Hyundoo
Jung’s painting does not begin from the representation of a subject. In early
works such as Run away(2015), he observed natural
landscapes and translated the stimuli his body absorbed into brushstrokes. The
paintings from this period are closer to records of bodily movement responding
to sensory elements provided by the forest—air, humidity, and the uneven
contours of the ground. Nature functioned not as an object of depiction but as
a condition that activated the body.
In Face
of the Sun and Moon(2016) and Bird
Tree(2016), concrete forms such as birds, trees, and deer still
appear, yet the visual distance from the subject gradually narrows. Rather than
“looking at” the subject, he begins to compose the surface by following
sensations arising from his own body.
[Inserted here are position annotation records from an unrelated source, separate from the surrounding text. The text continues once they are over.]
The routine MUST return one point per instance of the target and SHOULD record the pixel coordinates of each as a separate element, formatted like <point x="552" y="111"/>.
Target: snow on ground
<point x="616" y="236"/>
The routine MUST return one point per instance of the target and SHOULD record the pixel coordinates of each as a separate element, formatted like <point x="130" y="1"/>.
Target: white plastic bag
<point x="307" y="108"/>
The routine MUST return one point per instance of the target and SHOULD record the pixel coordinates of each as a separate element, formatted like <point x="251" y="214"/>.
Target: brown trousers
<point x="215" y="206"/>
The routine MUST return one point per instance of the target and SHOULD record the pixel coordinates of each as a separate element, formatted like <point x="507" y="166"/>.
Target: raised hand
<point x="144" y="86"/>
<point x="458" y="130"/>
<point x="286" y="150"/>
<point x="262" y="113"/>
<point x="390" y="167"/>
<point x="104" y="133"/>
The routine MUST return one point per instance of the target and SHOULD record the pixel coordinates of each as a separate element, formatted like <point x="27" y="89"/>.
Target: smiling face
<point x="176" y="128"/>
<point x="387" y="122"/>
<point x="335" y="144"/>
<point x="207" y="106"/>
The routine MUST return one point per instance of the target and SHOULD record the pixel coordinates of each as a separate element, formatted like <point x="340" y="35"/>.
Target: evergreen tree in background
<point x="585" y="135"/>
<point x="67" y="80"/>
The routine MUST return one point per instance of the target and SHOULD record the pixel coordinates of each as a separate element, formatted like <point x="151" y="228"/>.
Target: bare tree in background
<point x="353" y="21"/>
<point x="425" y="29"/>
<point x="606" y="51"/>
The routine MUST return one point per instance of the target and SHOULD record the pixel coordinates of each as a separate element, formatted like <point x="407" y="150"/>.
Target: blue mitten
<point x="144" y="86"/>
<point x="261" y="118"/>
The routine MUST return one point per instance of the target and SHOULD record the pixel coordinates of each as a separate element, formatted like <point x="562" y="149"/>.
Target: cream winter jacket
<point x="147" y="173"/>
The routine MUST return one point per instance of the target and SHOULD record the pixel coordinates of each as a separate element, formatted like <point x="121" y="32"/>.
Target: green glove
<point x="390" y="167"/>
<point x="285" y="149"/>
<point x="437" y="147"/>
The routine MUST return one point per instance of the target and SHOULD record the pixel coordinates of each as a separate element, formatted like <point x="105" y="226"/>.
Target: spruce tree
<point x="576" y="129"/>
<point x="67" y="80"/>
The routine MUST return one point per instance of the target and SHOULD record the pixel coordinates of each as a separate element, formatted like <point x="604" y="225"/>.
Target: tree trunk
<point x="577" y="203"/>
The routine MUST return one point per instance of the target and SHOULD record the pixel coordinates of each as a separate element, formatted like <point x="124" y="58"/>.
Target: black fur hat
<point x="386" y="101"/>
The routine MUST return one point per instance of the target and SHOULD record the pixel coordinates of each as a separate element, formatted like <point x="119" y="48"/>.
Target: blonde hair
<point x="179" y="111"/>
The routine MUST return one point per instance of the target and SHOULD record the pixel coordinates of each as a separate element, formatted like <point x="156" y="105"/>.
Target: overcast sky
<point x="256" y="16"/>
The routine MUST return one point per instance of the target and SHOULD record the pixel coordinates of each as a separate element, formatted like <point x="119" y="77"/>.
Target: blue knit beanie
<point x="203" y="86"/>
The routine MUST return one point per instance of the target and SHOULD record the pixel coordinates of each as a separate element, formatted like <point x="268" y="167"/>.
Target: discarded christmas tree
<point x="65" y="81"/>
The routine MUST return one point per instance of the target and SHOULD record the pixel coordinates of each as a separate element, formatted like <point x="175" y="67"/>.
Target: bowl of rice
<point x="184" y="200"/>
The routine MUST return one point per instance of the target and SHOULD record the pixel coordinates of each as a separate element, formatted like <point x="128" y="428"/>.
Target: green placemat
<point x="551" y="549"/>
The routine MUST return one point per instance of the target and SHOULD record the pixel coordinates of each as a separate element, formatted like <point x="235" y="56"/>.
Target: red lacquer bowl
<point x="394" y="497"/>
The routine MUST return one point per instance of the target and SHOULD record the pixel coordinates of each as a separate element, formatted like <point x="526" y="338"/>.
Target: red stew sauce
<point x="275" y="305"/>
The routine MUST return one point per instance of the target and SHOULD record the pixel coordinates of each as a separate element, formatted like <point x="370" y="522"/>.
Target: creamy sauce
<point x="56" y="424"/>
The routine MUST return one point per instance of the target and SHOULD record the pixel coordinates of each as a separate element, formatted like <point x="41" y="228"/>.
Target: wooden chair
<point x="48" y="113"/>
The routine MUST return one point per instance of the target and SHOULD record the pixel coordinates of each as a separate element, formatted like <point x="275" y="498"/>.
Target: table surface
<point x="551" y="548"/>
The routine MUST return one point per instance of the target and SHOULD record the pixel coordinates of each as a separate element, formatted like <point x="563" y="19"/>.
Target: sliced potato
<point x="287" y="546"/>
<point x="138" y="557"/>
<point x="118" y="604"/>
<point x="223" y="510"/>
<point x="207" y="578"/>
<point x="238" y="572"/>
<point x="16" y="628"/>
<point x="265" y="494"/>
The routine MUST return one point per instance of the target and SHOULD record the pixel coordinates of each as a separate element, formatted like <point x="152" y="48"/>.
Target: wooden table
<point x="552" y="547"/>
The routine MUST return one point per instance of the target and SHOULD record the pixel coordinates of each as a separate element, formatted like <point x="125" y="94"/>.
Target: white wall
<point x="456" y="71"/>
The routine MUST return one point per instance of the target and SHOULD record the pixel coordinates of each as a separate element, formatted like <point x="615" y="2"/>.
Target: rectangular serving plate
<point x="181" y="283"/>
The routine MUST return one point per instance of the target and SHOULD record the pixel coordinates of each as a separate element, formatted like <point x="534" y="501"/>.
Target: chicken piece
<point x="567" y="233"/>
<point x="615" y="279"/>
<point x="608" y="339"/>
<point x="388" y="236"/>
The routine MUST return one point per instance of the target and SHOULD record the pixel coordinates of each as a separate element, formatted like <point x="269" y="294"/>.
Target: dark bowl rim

This shift leads to an emphasis on the
immediacy of sensation over the accuracy of representation.
In the
solo exhibition 《The guy wears
rainbow》(Art Space Hyeong, 2017), the forest is no
longer an external landscape but moves into the realm of imagination and
interiority. Subsequently, the 'Forest and Body_Mass'(2017) series presented in
《A Paradoxical Talk》(Weekend,
2018) blurs the boundary between landscape and figure, showing the body and
environment intermingled as a single mass. Here, painting becomes an “expanded
field of the body.”
These
concerns continue in another solo exhibition, 《The Face Throwers》(Space Willing N Dealing,
2019). In this exhibition, the “face” does not function as a fixed form but as
a medium of action that moves between the one who paints, the one who is
painted, and the one who looks. Painting does not remain as a single image but
becomes a field in which meaning shifts through relationships. Jung’s focus
gradually moves from “what to paint” to “how painting forms relationships.”